Vancouver (AsiaNews/Agencies) – Cheers and tears followed a ruling by a Vancouver judge this morning to release on bail of Sabrina Meng Wanzhou, Huawei’s number 2, who was arrested on 1st December on charges of dealings with Iran circumventing the US embargo. Although free, she could still be extradited to the United States to stand trial.
Judge William Ehrcke set bail at C$ 10 million (US$ 7.5 million) and ordered that Meng wear a GPS ankle bracelet, which notifies police of the wearer’s movements. She was told not to approach the city’s airport.
Meng’s husband Liu Xiaozong pumped his fist in victory even if their home was put up as bail collateral. Many of Meng’s Chinese supporters offered money or real estate to secure her release.

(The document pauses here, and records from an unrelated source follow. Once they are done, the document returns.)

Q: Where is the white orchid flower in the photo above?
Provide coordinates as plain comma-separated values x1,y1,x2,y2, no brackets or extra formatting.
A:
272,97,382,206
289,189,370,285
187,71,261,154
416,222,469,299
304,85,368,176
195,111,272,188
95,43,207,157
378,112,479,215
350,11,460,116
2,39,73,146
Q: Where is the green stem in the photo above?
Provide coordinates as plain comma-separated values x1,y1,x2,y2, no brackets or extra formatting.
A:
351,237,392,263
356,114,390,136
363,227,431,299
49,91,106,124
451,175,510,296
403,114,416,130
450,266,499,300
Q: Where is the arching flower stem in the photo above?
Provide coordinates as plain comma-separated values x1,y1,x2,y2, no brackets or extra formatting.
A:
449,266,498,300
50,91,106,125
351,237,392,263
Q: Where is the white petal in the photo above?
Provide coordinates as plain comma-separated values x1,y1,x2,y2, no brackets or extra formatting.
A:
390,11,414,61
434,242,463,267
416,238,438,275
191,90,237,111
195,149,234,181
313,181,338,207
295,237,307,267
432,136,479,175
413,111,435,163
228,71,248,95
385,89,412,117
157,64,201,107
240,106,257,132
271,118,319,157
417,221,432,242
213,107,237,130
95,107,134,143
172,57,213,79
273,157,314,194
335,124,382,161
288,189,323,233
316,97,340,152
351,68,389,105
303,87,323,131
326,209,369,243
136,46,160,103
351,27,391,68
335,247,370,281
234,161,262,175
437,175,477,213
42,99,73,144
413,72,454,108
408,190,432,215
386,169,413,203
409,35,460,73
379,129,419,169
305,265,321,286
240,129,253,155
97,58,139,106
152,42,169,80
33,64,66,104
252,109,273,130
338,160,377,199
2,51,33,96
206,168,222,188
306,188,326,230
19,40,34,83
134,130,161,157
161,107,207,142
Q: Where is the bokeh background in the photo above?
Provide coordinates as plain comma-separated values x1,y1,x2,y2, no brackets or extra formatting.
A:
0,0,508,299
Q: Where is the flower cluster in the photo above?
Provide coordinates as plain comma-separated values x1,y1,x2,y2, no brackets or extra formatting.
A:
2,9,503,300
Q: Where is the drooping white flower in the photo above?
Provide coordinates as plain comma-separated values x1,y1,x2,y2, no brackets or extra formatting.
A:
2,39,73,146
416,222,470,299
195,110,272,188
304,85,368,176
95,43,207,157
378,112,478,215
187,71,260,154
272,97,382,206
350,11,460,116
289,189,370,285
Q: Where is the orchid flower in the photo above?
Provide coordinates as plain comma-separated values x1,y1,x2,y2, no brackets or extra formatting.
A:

The judge set an extradition hearing for 6 February 2019.
Beijing called on both Ottawa and Washington to immediately explain the reasons for Meng's detention, whilst the Chinese Embassy in Canada said in a statement that "such kind of actions [. . .] seriously harmed the human rights" of the person in question.
A few hours before the hearing, a former Canadian diplomat, Michael Kovrig, who is now a consultant for the International Crisis Group in China, went missing in Beijing.
“Michael was detained on Monday night in Beijing by the Beijing Bureau of Chinese State Security,” the group said in a statement.
Coming nine days after Sabrina Meng's arrest, Kovrig’s detention seems to be China’s tough response to the arrest of the Chinese businesswoman in Canada.
This tit-for-tat could widen the rift between China and the United States and Canada, which are partly on side on economic sanctions against Chinese products.
Meanwhile, the ongoing trade war worries World Trade Organisation (WTO), which warned that its members have applied 137 new trade-restrictive measures during the year that ended in October, up from 108.
These trade-restrictive measures amount to US$ 588 billion, more than seven times larger than a year ago.
“This proliferation of trade restrictive measures and the uncertainty created by such actions could place economic recovery in jeopardy,” said WTO director general Roberto Azevedo.